Я знал, что Кумсият так же, как и старшая сестра, была убита на кровати.
– Всё? – спросила меня Маликат.
– Да, почти, – ответил я и подошел к столику.
Учебники были аккуратно убраны в уголок, а на стопке тетрадей на самом верху лежал дневник. Вначале мне показалось, что это школьный, но я вспомнил, что увидел уже обычный дневник на полке с учебниками. Приглядевшись, я понял, что это личный дневник, и, судя по его толщине и потрепанности обложки, Кумсият вела его очень активно.
Я сделал несколько фотографий, и уже через минуту мы оказались у двери.
– Я не захожу к ней, потому что… – вдруг заговорила Маликат, – мне… мне стыдно даже об этом говорить… Кумсият всегда была моей любимицей. У меня нет своих детей, и, сами понимаете, я решила, что посвящу жизнь племянницам после смерти их мамы. Последний год, когда ей было совсем тяжело… когда уже было все понятно… они из города переехали сюда, на чистый воздух. На этой земле раньше стоял наш старый семейный дом. Я ухаживала за Фатимой – женой Хабиба. Кумсият был год, и… я растила ее как собственную дочь. Мне стыдно об этом говорить. Не пишите об этом нигде, просто мне надо сказать кое-что, и, возможно, мне станет легче. Ведь вы уйдете, и эти слова уйдут с вами, – сказала она, и я даже как-то поднапрягся. – Я чувствовала, будто отбираю ее дочь. Каждый день, укладывая ее, кормя ее и зная, что ее мама умирает в соседней комнате… Простите. – Маликат отвернулась и заплакала. – Я этого не хотела. Никто не хотел. Но когда Фатима сказала, что не хочет, чтобы Кумсият видела ее такой, и что нужно сделать так, чтобы они виделись как можно меньше, я согласилась. Это неправильно. Ребенок в таком возрасте ничего не поймет и не запомнит, но, видимо, это было важно для мамы. Я не могла отказать. Это были последние полгода ее жизни. Ей было тяжело, больно. Но она приняла такое решение. Хабиб не смог ее отговорить, и я согласилась. Девочки стали для меня всем. Особенно Кумсият. И мне стыдно перед ними, перед Аллахом, что я люблю ее на самую маленькую каплю больше… Как я могу, тем более сейчас? Они ведь все мертвы, – сказала она и заплакала еще сильнее. Затем, обессилев, села на стул в прихожей.
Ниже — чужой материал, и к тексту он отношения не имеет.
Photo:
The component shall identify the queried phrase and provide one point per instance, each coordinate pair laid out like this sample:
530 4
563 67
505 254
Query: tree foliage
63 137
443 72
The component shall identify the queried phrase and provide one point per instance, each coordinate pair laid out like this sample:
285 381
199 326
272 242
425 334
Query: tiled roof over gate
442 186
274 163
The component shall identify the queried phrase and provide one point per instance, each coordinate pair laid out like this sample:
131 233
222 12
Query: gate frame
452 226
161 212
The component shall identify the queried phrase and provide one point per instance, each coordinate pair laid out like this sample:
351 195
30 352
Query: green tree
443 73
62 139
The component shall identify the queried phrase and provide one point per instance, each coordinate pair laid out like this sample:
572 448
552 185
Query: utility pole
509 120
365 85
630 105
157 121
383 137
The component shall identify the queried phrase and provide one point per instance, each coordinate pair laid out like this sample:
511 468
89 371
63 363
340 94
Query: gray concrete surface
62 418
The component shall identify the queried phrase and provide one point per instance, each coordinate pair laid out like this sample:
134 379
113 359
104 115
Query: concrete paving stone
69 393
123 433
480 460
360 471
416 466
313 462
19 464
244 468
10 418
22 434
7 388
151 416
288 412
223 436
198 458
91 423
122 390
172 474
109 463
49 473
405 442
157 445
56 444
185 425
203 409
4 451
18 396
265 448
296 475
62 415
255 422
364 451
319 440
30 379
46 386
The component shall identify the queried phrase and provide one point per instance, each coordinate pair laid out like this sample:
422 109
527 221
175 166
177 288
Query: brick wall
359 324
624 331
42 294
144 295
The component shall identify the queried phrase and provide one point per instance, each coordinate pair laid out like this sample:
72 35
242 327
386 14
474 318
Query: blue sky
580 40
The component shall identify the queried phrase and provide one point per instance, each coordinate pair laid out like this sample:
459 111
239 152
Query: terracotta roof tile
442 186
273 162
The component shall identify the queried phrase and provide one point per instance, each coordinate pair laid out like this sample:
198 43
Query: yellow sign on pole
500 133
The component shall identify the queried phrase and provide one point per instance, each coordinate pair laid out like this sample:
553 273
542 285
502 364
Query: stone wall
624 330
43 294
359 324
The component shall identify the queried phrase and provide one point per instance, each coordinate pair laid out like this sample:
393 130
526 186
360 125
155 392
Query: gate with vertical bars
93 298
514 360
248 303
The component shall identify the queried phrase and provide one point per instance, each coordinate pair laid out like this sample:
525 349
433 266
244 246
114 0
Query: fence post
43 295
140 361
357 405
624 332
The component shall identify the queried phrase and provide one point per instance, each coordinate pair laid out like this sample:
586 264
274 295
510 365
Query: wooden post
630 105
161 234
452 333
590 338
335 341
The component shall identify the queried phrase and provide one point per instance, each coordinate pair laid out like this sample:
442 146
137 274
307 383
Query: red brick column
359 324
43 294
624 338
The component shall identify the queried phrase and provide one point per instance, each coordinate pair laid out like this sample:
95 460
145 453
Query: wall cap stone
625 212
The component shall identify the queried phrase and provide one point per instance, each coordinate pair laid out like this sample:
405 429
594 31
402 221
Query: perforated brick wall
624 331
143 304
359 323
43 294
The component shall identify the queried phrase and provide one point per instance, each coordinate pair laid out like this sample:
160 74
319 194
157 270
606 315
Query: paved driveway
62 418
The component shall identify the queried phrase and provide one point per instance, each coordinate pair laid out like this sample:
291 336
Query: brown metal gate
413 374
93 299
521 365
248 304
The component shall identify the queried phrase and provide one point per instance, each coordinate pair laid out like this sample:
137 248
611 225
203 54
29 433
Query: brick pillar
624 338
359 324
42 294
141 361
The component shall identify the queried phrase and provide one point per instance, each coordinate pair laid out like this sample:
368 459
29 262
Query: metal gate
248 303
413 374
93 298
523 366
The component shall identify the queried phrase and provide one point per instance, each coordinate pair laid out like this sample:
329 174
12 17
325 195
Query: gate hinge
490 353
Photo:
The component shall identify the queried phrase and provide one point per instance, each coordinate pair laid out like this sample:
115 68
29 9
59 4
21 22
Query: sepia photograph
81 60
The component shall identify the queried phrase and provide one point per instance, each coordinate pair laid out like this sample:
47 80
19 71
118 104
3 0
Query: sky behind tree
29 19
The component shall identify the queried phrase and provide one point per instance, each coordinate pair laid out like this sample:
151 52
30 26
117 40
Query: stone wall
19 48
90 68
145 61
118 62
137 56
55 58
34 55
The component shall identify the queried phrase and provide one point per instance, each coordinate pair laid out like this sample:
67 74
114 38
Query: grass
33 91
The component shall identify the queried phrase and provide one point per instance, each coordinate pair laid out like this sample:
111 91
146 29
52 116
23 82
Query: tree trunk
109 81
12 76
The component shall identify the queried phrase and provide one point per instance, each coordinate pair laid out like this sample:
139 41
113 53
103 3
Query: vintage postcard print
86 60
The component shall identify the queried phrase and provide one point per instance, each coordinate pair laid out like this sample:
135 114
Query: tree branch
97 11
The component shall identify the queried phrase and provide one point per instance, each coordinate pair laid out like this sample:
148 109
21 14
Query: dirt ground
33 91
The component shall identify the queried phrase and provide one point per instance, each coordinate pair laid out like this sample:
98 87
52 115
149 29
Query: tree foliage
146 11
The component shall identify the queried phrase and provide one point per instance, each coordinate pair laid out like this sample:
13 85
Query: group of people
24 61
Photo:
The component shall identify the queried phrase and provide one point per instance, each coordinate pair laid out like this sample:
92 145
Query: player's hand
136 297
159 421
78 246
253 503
Теперь я побежал за стаканом воды. Она немного отпила и, успокоившись, сказала:
– Извините, я не смогу вас проводить.
– Это вы извините, что я опять об этом напомнил, – сказал я и открыл дверь.
– Ничего. Что бы вы ни сделали, помните, что это память о Хабибе и наших любимых девочках.
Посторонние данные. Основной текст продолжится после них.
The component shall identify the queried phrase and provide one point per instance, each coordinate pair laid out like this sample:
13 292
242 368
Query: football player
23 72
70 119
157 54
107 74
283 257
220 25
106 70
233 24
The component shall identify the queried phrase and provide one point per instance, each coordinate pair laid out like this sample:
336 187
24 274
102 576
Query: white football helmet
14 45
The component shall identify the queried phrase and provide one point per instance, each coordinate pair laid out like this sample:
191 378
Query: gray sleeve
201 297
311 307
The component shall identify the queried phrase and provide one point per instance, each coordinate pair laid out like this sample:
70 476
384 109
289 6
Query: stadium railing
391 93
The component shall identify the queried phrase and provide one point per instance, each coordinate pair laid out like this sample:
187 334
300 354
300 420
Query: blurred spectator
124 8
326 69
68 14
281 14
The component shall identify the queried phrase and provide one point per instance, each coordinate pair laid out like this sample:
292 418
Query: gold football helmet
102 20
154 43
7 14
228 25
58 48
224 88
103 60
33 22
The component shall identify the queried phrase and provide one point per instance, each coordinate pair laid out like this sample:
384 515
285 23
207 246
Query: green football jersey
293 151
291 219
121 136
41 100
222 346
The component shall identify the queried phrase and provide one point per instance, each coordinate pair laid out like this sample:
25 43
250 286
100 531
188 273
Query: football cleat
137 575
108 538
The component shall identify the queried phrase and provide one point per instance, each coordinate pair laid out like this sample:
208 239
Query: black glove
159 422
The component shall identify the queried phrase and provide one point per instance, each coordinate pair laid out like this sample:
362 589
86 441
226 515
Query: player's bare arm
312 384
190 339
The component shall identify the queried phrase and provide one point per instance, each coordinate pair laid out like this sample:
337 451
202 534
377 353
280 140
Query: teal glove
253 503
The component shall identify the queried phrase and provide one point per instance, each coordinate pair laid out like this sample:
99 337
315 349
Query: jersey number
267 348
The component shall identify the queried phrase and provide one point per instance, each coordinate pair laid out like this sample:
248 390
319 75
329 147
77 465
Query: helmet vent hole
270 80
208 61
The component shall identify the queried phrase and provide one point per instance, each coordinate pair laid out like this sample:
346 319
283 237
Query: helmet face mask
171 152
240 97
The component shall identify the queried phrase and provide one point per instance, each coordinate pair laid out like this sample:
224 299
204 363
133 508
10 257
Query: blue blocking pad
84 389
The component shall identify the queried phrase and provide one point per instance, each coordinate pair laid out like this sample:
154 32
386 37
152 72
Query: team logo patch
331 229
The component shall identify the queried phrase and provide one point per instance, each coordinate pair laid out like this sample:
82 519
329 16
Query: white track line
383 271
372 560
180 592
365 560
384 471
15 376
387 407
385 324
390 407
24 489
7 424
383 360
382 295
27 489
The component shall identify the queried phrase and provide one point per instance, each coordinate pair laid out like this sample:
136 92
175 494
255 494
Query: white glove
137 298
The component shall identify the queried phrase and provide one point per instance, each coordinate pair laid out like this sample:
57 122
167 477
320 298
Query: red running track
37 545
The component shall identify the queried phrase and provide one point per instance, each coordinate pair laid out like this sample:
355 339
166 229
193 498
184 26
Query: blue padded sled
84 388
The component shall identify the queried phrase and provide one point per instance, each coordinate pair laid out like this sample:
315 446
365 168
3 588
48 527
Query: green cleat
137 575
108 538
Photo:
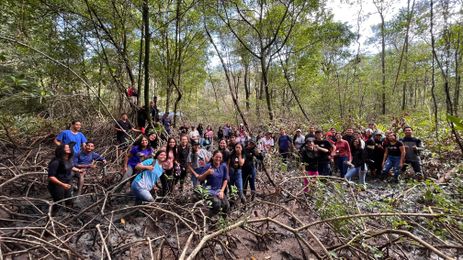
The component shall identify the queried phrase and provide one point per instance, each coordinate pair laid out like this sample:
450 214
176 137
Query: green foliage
458 122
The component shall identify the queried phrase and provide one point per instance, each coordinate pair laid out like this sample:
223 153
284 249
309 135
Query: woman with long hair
60 175
215 179
151 170
235 165
358 162
167 179
140 151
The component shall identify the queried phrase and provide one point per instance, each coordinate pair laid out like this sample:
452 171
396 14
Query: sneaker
419 176
243 198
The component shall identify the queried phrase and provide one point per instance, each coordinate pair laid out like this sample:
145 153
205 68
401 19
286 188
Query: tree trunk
456 98
383 65
288 81
247 87
268 99
140 62
147 60
433 80
229 80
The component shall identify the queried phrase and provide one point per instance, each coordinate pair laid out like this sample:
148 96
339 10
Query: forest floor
335 219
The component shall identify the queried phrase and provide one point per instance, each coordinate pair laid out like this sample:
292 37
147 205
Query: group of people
229 168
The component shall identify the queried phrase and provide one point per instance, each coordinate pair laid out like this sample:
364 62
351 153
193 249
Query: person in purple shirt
284 145
85 160
139 152
72 135
215 177
151 170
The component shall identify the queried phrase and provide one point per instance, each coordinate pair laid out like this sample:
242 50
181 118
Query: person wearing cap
311 134
298 140
330 136
197 159
284 145
375 152
413 146
249 167
194 134
324 160
123 127
394 157
267 143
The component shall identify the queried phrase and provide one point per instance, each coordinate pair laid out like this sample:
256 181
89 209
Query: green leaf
458 122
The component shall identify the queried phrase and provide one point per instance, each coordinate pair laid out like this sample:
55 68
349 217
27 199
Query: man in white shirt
194 134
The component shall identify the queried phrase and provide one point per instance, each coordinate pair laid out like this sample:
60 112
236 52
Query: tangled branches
334 219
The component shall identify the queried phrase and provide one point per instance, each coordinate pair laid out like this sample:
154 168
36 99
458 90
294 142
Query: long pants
324 168
167 182
142 194
354 171
59 193
249 178
416 165
392 162
306 180
342 166
236 179
218 205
– До свидания, – сказал я, слегка помедлив.
Мне стало стыдно перед этой женщиной за мой обман, за эту фальшивую статью, но, вспомнив, что я делаю кое-что более важное, я нашел в себе силы собраться и выйти с таким видом, будто готов сотворить нечто великое. Однако, оказавшись во дворе, я понял, что и сам будто высушен, морально опустошен. Мне захотелось забиться в уголок в ожидании, что все исправится само собой. В целом мои поиски чего-то, связанного с честью, можно было считать провальными. Никаких общих с Гасаном фотографий и даже намеков на их знакомство я не нашел.
Сев в машину, я поехал в гостевой дом, в котором когда-то провел несколько сложных дней. Те события изменили мою жизнь. На секунду, оказавшись в нескольких сотнях метров от выезда из села, я задумался над тем, чтобы просто соскочить. Просто взять и дать «по тапочке» и больше никогда сюда не возвращаться. Но почему-то я был уверен, что, даже если решусь сбежать, село не даст, как не давало тогда. Пока я не поставлю точку в этой истории, уйти не получится. В прошлый раз я думал, что ставлю ее, но это оказался не конец.
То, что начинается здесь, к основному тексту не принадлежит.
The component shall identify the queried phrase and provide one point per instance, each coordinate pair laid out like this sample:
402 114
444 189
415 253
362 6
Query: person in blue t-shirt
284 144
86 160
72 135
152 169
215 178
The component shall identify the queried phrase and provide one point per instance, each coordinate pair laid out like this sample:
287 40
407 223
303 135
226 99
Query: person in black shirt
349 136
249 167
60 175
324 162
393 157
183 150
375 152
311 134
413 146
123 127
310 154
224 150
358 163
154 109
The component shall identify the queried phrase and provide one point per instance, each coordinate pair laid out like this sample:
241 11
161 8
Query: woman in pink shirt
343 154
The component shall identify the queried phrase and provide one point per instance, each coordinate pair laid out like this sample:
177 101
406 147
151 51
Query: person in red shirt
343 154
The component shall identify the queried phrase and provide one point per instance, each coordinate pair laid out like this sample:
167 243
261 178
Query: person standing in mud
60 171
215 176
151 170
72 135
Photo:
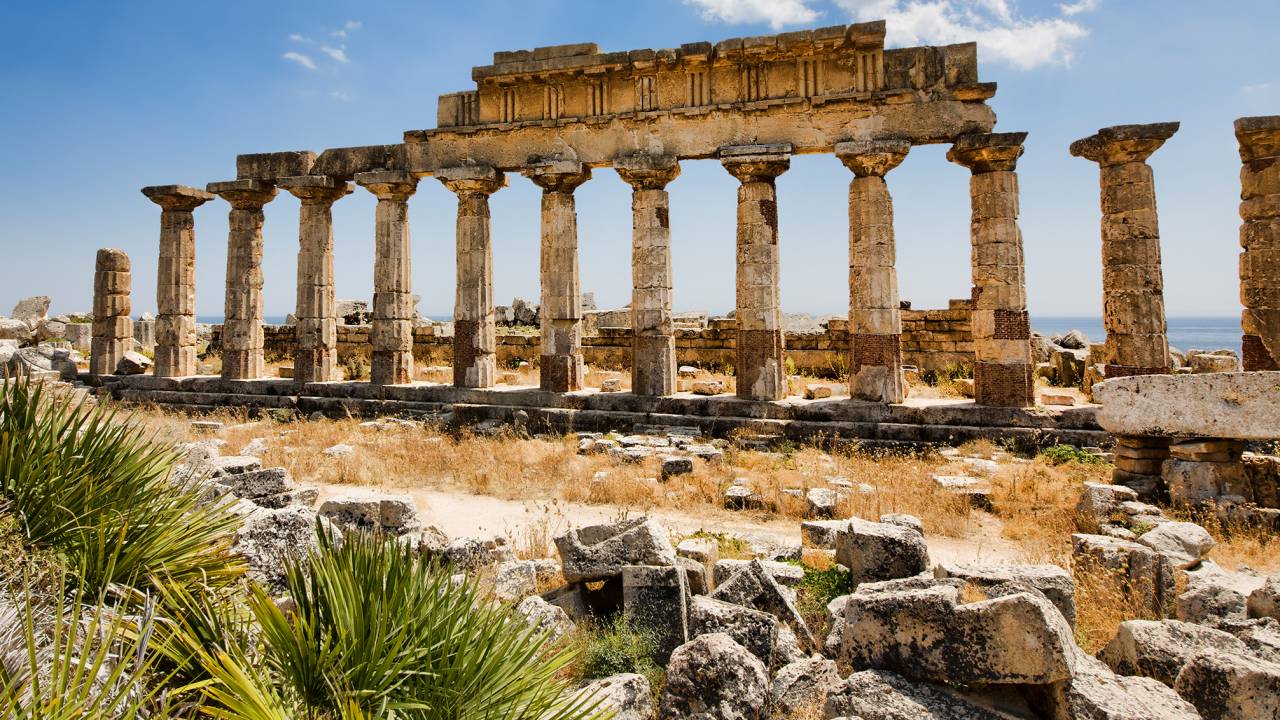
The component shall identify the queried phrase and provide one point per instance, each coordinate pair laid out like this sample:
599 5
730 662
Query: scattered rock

Все тот же неразговорчивый угрюмый владелец выдал мне ключи. При виде меня его лицо не заиграло никакими красками. Ни улыбки, ни сдвинутых бровей. Я просто сказал: «От Заура», а он ответил: «Угу», но это было даже не «угу», а что-то внутреннее, приглушенное, еле слышное, с аварским акцентом. И уже уходя от него, я подумал, что все село так и относилось ко мне все эти годы: безразличное «угу» с аварским акцентом. Я тоже, в конце концов, аварец, хоть и «парниковый» – городской. Но такие не пользуются особым уважением в высокогорных селах. И хоть конкретно село N не было самым высокогорным в центральном Дагестане, своей закрытостью оно славилось на всю республику. Многие мужчины этого села отличались особым амалом (нравом), и этот амал был известен всем. И если бы нужен был один показательный представитель этого сообщества, то я назвал бы Заура, хотя он был родом из соседнего села. Несмотря на то что жители этих сел друг друга недолюбливали, они были похожи. Ведь говорят, что нам не нравятся некоторые люди, потому что мы видим в них черты своего характера. Может, нечто подобное происходило и тут в масштабах целых сел. По крайней мере, для всего остального Дагестана не имело значения, из села N ты или из села V, для них это было одно и то же. Тот же говор, та же суровость, те же взгляды и, в конце концов, то же испытующее рукопожатие.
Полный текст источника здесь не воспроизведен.